Why the Capital Isn’t Flowing

This is not a resource problem or a technology problem — solar and wind are now cheaper than coal and gas in markets like Nigeria, Egypt, and South Africa. It is a risk-perception and project-finance problem. International public finance remains concentrated in senior secured debt rather than the equity and guarantee instruments that de-risk early-stage projects, and development finance institutions have pulled back sharply: Chinese DFI spending on African energy has contracted by more than 85% over the past decade.

What’s Changing — and What Development Professionals Need to Track

  • Blended finance mechanisms are scaling. The AfDB-backed ADF-17 replenishment ($11 billion) and the World Bank’s MIGA guarantee framework ($1.65 billion) are both explicitly designed to absorb the early-stage risk that has historically kept institutional capital out of African renewable projects.
  • Private sector clean energy investment is growing fast off a low base — tripling from around $17 billion in 2019 to nearly $40 billion in 2024 — even as public development finance for energy has fallen roughly a third over the same period.
  • Project bankability, not capital availability, is now the binding constraint. Multiple G7-backed initiatives report the same barrier: a shortage of well-structured, investment-ready project pipelines rather than a shortage of willing capital.

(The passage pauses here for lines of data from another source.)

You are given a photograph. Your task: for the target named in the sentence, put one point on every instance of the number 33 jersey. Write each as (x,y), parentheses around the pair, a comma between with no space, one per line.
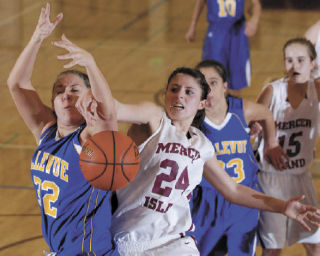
(156,203)
(297,128)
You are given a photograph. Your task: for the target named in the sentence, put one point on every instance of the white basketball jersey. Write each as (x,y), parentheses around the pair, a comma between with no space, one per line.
(296,128)
(156,202)
(316,72)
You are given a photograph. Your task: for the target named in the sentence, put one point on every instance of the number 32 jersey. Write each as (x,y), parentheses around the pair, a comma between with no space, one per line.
(156,203)
(297,128)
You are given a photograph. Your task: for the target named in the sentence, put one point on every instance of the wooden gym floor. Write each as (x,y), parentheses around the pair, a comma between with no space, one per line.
(136,43)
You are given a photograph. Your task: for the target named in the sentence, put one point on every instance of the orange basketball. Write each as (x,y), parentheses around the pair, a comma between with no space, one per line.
(109,160)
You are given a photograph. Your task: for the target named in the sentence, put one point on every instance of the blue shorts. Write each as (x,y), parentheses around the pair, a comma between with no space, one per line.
(215,218)
(230,46)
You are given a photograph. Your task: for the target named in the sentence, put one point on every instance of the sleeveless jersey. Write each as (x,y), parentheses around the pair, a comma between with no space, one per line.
(156,203)
(231,141)
(76,217)
(227,12)
(297,129)
(316,72)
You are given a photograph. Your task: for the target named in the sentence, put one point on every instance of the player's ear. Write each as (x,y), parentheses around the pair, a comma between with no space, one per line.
(202,104)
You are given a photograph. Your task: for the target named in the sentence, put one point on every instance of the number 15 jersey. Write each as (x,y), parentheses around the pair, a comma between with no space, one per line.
(297,128)
(156,203)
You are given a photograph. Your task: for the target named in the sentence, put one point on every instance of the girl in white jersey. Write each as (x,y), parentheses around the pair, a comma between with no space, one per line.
(294,102)
(313,34)
(153,211)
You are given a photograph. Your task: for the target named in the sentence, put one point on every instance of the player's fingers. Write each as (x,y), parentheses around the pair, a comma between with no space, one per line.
(70,64)
(66,56)
(58,19)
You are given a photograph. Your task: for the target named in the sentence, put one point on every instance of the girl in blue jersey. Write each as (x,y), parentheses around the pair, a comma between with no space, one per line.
(226,126)
(226,39)
(75,216)
(153,211)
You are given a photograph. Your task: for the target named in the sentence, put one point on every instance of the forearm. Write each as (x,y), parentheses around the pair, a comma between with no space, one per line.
(197,12)
(248,197)
(20,75)
(269,131)
(255,11)
(100,89)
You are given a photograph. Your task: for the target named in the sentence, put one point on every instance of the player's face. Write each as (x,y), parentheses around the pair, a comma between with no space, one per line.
(66,92)
(218,88)
(298,63)
(183,98)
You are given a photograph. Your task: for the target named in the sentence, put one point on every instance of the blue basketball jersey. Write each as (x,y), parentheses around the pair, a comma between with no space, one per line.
(75,216)
(212,215)
(231,141)
(226,42)
(225,11)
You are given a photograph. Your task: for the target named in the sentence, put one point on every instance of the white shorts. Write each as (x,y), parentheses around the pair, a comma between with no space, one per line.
(170,245)
(276,230)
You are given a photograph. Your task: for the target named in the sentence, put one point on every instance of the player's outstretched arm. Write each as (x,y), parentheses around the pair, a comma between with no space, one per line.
(306,215)
(274,153)
(252,22)
(35,114)
(191,33)
(97,106)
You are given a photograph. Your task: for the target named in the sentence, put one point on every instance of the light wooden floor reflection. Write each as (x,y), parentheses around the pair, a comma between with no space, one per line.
(136,43)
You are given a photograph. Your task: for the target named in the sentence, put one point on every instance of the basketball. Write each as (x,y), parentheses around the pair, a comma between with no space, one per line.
(109,160)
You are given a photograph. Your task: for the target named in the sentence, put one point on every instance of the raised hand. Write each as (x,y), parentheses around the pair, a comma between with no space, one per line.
(45,26)
(77,55)
(306,215)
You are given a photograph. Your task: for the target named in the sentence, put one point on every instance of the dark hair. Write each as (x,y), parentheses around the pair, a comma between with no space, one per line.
(303,41)
(78,73)
(199,77)
(214,64)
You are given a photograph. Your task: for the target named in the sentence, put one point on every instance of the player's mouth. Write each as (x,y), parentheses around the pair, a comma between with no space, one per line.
(177,106)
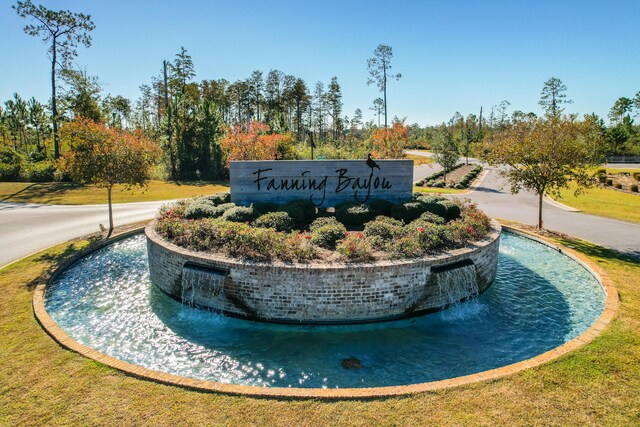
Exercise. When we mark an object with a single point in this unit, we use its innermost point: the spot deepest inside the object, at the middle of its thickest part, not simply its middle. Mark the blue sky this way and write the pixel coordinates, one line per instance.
(453, 55)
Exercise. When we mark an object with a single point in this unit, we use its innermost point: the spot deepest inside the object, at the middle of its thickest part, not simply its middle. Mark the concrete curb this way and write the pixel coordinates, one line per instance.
(611, 305)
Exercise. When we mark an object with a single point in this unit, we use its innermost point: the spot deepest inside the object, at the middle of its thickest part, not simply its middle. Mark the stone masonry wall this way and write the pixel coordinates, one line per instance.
(317, 293)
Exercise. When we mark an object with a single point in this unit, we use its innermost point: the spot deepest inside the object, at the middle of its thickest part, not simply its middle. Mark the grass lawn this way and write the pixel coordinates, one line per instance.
(43, 384)
(604, 202)
(56, 193)
(418, 160)
(435, 190)
(629, 171)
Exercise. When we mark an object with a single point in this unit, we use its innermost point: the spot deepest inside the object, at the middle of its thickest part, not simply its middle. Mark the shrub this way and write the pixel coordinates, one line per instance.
(218, 198)
(429, 236)
(239, 214)
(201, 208)
(302, 212)
(261, 208)
(38, 172)
(322, 221)
(298, 247)
(436, 208)
(355, 247)
(382, 230)
(433, 218)
(429, 199)
(11, 163)
(353, 214)
(405, 247)
(381, 207)
(279, 221)
(452, 210)
(408, 211)
(326, 236)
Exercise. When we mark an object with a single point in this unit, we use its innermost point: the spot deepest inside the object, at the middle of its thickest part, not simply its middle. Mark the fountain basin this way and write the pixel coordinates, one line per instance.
(323, 293)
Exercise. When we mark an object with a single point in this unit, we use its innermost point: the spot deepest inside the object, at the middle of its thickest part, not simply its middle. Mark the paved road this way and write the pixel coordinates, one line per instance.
(498, 202)
(523, 207)
(25, 229)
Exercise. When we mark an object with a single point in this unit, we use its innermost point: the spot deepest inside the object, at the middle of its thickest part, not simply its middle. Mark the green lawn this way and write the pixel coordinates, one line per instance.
(604, 202)
(56, 193)
(43, 384)
(419, 160)
(435, 190)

The Implication for NGOs and Development Partners

Organizations working in climate finance, renewable energy access, or infrastructure development need staff who understand blended finance structuring, climate investment readiness, and how to package viable projects for DFI and multilateral funding — skills that are currently in short supply relative to demand across the sector. This is precisely the bottleneck several of the reports above identify: capital exists, bankable projects do not.

Africa Training Institute’s Climate Change and Renewable Energy training programmes are designed to close that exact gap — building the project structuring and climate finance literacy that development professionals need to move African renewable projects from concept to investment-ready.

Key Takeaway

The investment gap is a policy and structuring failure, not a resource one. Development professionals who build genuine capacity in climate finance and bankable project design are positioned to convert this widely documented gap into funded programmes — rather than watching the capital continue to flow elsewhere.